Although the preferred embodiments are shown in FIGS. 1-4, other configurations for the safety barrier 10 are envisioned. In FIG. 5a, the first elongated side 16 includes a first planar surface 117 that is generally horizontal and parallel to the base 112. The first planar surface 117 terminates at an innermost point 121. The first elongated surface 116 then has an arcuate ramp 119 to forward point 120. A hinge 123 is provided along the length (L) of the safety barrier 10 at the innermost point 121. If a vehicle drives over the safety barrier 10, the tire of the vehicle will travel over outer arcuate surface 122. The weight of the tires will move the outer arcuate surface 122 and arcuate ramp 119 toward the base 112 by pivoting at hinge 123. Once the weight is removed, the hinge biases the outer arcuate surface 122 away from base 112.

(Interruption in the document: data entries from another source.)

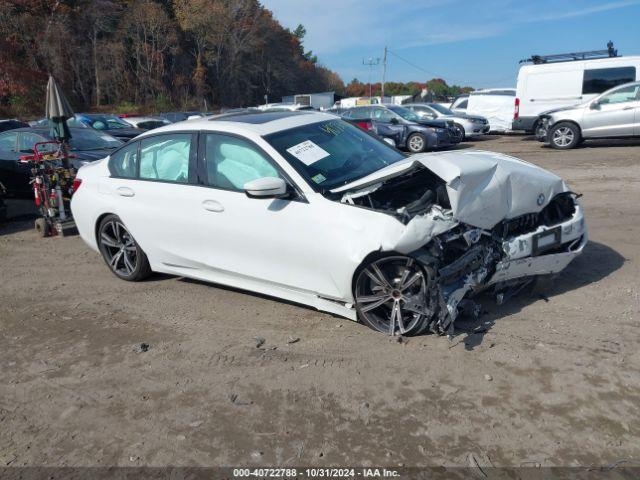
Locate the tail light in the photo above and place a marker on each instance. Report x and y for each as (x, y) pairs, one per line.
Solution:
(76, 185)
(365, 125)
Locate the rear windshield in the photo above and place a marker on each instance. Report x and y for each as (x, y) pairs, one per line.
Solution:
(332, 153)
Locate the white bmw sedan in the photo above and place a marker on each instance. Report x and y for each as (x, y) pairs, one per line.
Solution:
(306, 207)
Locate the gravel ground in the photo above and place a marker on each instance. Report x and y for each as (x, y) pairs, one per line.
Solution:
(550, 379)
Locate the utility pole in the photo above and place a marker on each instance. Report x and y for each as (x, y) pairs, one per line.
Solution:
(384, 71)
(371, 64)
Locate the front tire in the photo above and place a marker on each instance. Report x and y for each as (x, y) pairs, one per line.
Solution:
(392, 295)
(416, 143)
(120, 251)
(564, 136)
(460, 131)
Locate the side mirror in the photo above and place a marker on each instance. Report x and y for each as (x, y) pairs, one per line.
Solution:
(266, 187)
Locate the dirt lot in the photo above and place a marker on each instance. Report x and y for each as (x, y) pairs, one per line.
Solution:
(550, 379)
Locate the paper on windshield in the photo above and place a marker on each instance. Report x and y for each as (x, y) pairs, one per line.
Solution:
(308, 152)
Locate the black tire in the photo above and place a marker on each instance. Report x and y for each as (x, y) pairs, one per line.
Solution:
(120, 251)
(460, 129)
(564, 135)
(42, 227)
(393, 295)
(416, 143)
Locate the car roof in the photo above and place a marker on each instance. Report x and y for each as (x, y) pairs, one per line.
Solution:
(261, 123)
(45, 130)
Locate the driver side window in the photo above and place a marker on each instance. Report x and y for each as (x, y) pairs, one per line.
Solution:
(166, 157)
(622, 95)
(382, 115)
(231, 162)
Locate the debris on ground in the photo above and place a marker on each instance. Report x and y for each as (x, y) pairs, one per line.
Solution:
(142, 348)
(237, 401)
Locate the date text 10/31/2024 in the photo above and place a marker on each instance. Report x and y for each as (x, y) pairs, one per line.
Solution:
(314, 473)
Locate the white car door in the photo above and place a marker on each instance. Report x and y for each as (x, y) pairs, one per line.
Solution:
(613, 114)
(250, 242)
(152, 184)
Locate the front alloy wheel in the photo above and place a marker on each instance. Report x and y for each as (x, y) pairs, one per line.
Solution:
(391, 296)
(416, 143)
(120, 251)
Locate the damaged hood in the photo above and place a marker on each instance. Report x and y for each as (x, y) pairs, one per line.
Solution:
(484, 188)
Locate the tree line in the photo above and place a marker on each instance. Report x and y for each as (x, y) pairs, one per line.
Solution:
(160, 55)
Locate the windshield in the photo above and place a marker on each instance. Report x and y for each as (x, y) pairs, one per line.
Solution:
(332, 153)
(87, 139)
(440, 108)
(405, 113)
(107, 122)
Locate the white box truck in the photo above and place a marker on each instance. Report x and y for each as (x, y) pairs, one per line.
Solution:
(565, 80)
(494, 104)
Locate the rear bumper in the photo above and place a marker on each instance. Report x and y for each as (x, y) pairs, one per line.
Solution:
(519, 261)
(476, 130)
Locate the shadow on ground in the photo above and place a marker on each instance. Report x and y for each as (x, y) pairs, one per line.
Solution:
(596, 262)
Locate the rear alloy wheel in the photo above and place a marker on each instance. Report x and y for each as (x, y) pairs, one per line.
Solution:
(459, 131)
(391, 296)
(416, 143)
(564, 136)
(120, 251)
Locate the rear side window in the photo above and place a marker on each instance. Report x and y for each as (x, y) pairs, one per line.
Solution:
(8, 141)
(124, 162)
(166, 157)
(602, 79)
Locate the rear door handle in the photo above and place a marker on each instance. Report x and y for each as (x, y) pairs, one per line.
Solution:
(125, 192)
(213, 206)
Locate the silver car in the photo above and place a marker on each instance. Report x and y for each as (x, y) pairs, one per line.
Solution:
(467, 125)
(615, 113)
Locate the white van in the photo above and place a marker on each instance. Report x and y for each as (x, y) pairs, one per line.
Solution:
(494, 104)
(546, 86)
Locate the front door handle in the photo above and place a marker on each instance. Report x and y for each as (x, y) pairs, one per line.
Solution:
(125, 192)
(213, 206)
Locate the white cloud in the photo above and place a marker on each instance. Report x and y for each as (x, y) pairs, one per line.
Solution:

FIG. 5b shows another embodiment having a right angle configuration. The first planar surface 217 is also horizontal and parallel to base 212 and terminates at innermost point 221. Ramp 219 is vertical and at a right angle relative to first planar surface 217.

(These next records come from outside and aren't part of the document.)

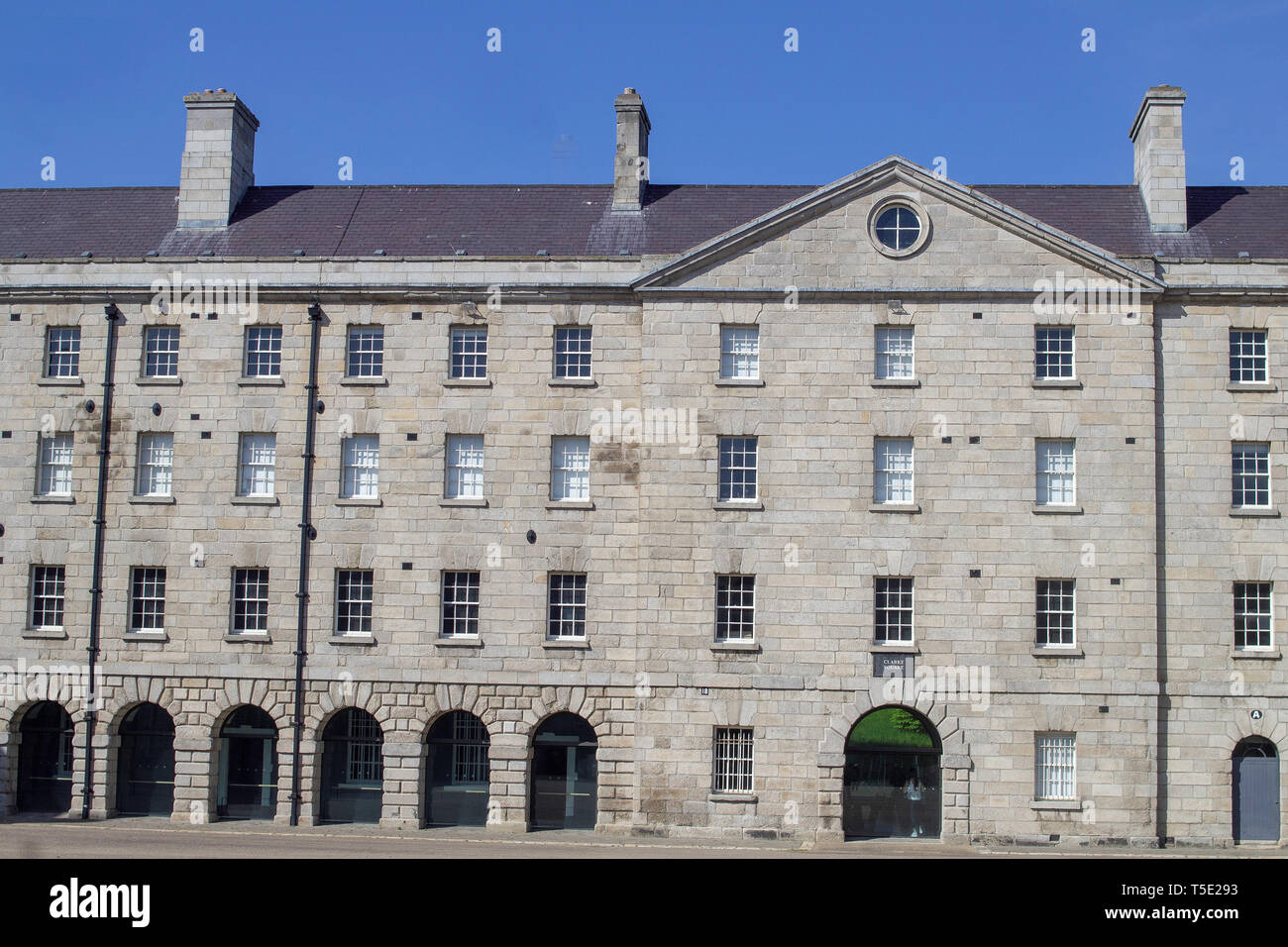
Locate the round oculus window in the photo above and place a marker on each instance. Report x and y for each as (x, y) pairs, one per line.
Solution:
(898, 228)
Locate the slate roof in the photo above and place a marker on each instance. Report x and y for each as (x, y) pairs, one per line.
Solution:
(568, 219)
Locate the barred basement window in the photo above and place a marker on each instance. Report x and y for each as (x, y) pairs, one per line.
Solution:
(1249, 474)
(460, 611)
(464, 467)
(737, 470)
(366, 357)
(258, 455)
(1055, 612)
(572, 352)
(893, 609)
(894, 354)
(1248, 356)
(147, 599)
(469, 354)
(263, 351)
(161, 352)
(1052, 352)
(735, 608)
(360, 476)
(567, 609)
(893, 471)
(732, 755)
(54, 466)
(62, 352)
(48, 590)
(250, 600)
(355, 591)
(1253, 616)
(1055, 468)
(155, 466)
(1055, 767)
(570, 470)
(739, 352)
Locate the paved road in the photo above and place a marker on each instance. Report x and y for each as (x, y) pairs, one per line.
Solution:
(142, 838)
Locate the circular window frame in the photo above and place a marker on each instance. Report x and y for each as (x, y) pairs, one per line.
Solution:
(907, 204)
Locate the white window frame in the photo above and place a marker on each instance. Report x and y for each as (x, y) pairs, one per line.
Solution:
(1240, 476)
(739, 354)
(155, 478)
(1241, 616)
(55, 463)
(464, 476)
(1051, 478)
(360, 467)
(570, 470)
(1055, 767)
(257, 472)
(896, 354)
(733, 761)
(893, 472)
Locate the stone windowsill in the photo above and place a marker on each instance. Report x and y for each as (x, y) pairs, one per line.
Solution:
(254, 500)
(278, 381)
(1056, 651)
(566, 644)
(160, 637)
(159, 381)
(52, 633)
(459, 642)
(1056, 805)
(1256, 655)
(1253, 512)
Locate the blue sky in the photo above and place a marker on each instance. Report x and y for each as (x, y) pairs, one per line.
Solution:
(408, 90)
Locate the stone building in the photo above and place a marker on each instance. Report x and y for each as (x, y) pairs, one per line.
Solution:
(892, 506)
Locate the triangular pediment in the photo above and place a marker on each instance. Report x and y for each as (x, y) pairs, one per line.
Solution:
(824, 240)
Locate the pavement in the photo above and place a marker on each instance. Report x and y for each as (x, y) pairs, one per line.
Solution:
(156, 838)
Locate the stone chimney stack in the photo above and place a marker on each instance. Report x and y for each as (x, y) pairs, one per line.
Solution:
(630, 169)
(1160, 158)
(218, 158)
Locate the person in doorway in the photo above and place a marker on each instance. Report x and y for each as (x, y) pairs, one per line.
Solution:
(912, 792)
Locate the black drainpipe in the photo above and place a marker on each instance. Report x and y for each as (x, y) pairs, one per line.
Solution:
(307, 535)
(95, 592)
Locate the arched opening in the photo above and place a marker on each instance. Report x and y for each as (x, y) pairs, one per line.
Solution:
(893, 780)
(353, 768)
(248, 766)
(145, 772)
(565, 775)
(458, 771)
(46, 759)
(1256, 789)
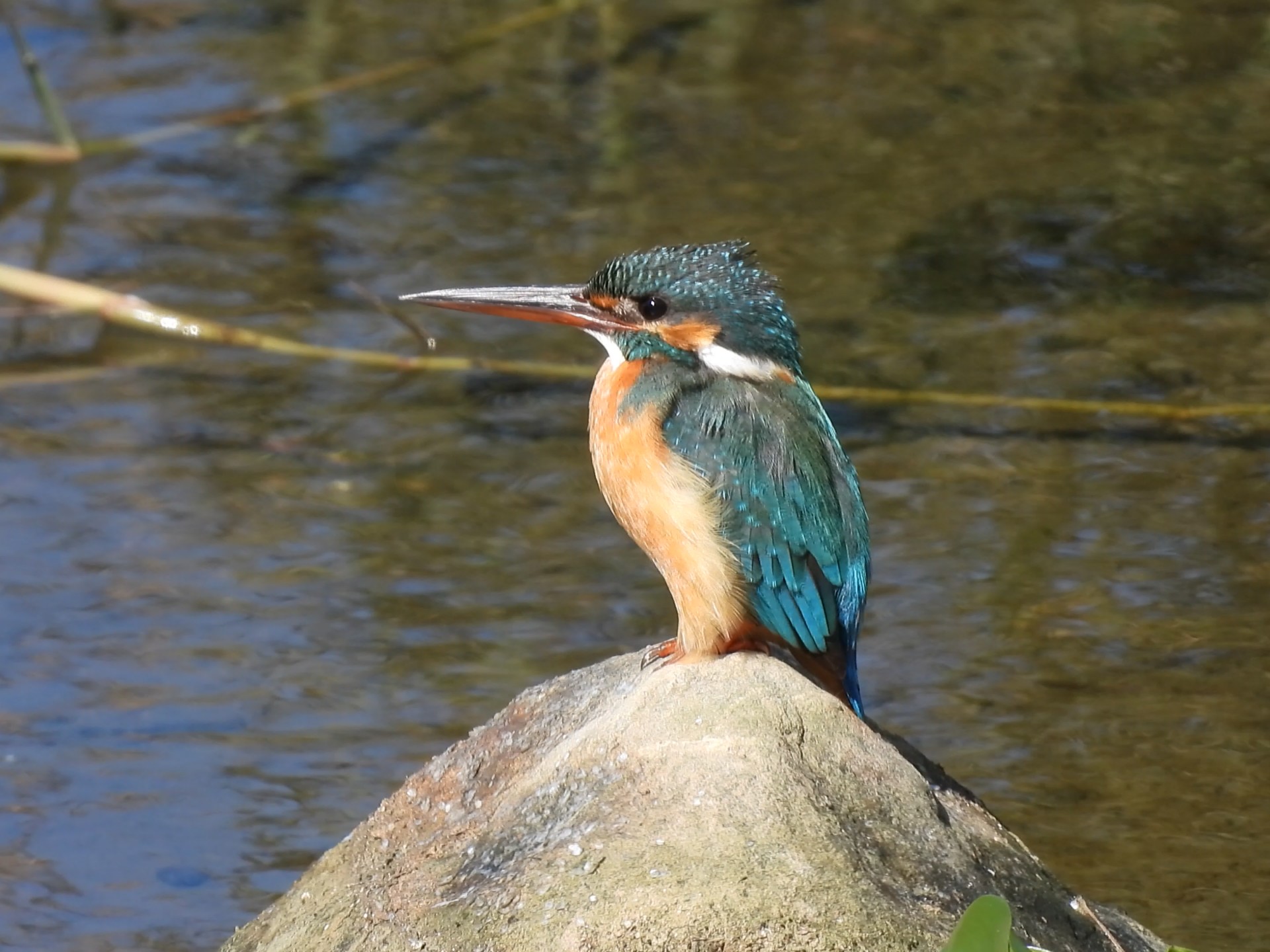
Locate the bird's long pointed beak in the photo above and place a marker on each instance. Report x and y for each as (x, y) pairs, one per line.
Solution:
(563, 303)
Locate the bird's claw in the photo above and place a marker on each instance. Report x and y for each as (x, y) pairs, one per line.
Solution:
(659, 653)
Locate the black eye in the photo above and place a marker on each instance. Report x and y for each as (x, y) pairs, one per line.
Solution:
(651, 307)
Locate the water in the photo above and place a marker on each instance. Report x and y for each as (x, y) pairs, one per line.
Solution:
(243, 597)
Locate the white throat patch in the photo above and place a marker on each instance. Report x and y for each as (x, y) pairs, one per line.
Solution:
(724, 361)
(615, 353)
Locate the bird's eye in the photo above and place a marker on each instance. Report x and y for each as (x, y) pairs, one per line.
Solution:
(651, 307)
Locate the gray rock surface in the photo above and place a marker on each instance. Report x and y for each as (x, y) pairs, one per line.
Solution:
(730, 805)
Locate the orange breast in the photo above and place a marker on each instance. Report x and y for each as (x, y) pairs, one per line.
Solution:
(668, 509)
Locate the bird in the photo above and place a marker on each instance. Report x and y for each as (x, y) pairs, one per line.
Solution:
(714, 454)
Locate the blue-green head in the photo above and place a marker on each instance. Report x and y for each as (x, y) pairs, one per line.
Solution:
(708, 306)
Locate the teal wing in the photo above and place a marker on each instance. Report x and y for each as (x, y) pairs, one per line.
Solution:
(793, 507)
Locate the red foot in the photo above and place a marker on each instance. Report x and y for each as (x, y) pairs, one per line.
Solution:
(745, 643)
(667, 651)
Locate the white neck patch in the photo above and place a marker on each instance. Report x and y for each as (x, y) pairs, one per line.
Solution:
(615, 353)
(724, 361)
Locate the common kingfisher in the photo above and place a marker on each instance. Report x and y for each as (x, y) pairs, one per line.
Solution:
(714, 454)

FIG. 5c show yet another embodiment which forms a pair of recesses 316 a, 316 b so that the safety barrier can be positioned having either recess 316 a, 316 b facing the play area. The center vertical portion 319 is flexible and can bend with the weight of tires and other heavy objects.
FIG. 5d shows an embodiment having a similar configuration as shown in FIGS. 1-4. In this embodiment, the lower portion forming the base 412 may be made of a solid rubber material or a plastic material having a hollow interior which can be filled with liquid, sand, or other material through an insert cap 421 to add weight to the base 412. The upper portion 419 is a hollow inflatable material that can be partially filled with air. When a tire travels over the upper portion 419, the air temporarily redistributes within the upper portion 419 until the weight is removed.

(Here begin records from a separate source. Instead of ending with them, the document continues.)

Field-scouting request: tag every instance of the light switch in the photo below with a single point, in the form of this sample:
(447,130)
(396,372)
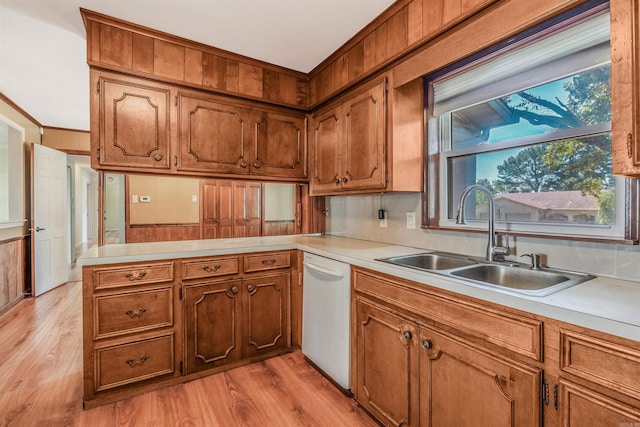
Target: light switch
(411,220)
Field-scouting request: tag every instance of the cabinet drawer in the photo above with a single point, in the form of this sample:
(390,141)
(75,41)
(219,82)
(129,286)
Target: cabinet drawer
(601,361)
(268,261)
(132,312)
(139,274)
(133,362)
(507,330)
(210,267)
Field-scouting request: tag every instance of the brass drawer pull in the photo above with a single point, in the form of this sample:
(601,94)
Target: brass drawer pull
(133,363)
(133,277)
(133,314)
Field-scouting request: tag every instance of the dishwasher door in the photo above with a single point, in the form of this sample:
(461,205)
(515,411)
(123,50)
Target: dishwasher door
(326,303)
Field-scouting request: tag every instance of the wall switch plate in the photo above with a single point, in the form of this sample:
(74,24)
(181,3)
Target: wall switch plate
(411,220)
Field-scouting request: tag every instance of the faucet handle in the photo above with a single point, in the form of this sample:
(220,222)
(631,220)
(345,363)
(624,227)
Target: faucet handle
(535,260)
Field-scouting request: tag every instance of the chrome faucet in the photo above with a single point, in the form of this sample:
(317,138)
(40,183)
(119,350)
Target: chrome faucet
(494,252)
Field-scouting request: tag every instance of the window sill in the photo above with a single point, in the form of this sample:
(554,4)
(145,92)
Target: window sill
(537,235)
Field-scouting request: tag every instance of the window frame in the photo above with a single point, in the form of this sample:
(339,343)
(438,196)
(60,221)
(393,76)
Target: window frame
(435,195)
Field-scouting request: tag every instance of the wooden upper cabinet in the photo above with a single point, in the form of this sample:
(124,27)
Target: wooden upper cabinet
(213,137)
(349,144)
(364,139)
(325,151)
(247,218)
(280,146)
(625,87)
(134,123)
(221,138)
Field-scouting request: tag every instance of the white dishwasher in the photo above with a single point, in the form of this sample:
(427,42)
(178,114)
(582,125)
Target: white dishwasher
(326,303)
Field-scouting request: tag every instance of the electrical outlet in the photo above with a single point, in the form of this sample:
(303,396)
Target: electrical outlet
(411,220)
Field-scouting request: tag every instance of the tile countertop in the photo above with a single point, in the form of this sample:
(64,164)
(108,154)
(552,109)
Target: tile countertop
(605,304)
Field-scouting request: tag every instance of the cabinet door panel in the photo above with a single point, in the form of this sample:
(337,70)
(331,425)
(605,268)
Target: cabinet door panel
(225,224)
(134,129)
(387,365)
(584,407)
(212,324)
(247,209)
(365,140)
(325,151)
(210,209)
(266,314)
(214,137)
(460,385)
(280,146)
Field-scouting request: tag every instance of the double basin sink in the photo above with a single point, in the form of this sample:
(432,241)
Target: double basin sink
(505,276)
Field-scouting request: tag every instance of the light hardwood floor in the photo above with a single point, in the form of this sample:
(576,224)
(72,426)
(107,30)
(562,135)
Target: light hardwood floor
(41,382)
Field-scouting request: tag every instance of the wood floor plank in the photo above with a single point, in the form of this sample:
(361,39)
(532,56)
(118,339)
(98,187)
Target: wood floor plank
(41,382)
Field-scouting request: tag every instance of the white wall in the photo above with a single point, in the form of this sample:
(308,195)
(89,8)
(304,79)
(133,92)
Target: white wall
(357,217)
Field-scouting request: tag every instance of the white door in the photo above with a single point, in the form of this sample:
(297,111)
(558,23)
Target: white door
(49,219)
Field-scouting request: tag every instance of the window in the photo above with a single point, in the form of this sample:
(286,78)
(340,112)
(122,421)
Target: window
(532,123)
(11,174)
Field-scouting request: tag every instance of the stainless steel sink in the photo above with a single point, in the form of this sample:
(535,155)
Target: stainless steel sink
(506,277)
(511,277)
(430,261)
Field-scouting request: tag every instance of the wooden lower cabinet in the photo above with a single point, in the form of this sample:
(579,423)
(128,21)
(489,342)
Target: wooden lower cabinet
(414,375)
(582,406)
(148,325)
(266,314)
(463,385)
(212,325)
(422,356)
(386,349)
(235,319)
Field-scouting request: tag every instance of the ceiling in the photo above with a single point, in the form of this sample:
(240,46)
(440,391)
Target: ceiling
(43,65)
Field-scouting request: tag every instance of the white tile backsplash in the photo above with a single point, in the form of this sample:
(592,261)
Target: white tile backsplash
(357,217)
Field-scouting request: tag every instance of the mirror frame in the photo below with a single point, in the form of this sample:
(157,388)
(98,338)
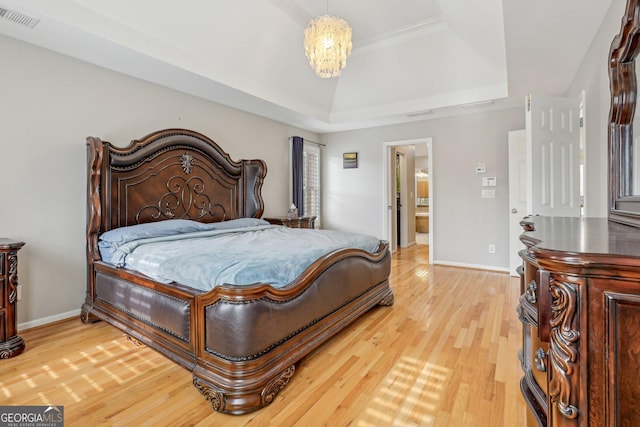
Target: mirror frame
(622,76)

FIG. 5e shows an embodiment having a notch 523 along the outer, lower surface 521. The outer surface 521 terminates at crest 520. An undercrest 519 continues from crest 520 and terminates at roller 524 which extends the length of the barrier. The base 512 continues to a first elongate surface 516 having a first ramp 517 that terminates along an edge 518. The barrier in FIG. 5e is configured such that the roller 524 rests on the first elongate surface 516. If a predetermined weight, such a vehicle tire rolls over the barrier, the outer surface 521 will bend along notch 523 and roller 524 will roll down first ramp 517 as the outer surface 521 bends. Once the weight is removed, the barrier will return to the original configuration as shown in FIG. 5e. The notch may be replaced with any means of thinning of the material along the outer surface 516 to provide a bending location for the barrier.
FIG. 5f shows another embodiment with a thick base 612 and a narrow upper portion formed by the outer ramp 622 and inner ramp 615.
While the invention has been described in connection with what is presently considered to be the most practical and preferred embodiment, it is to be understood that the invention is not to be limited to the disclosed embodiments but, on the contrary, is intended to cover various modifications and equivalent arrangements included within the spirit and scope of the appended claims, which scope is to be accorded the broadest interpretation so as to encompass all such modifications and equivalent structures as is permitted under the law.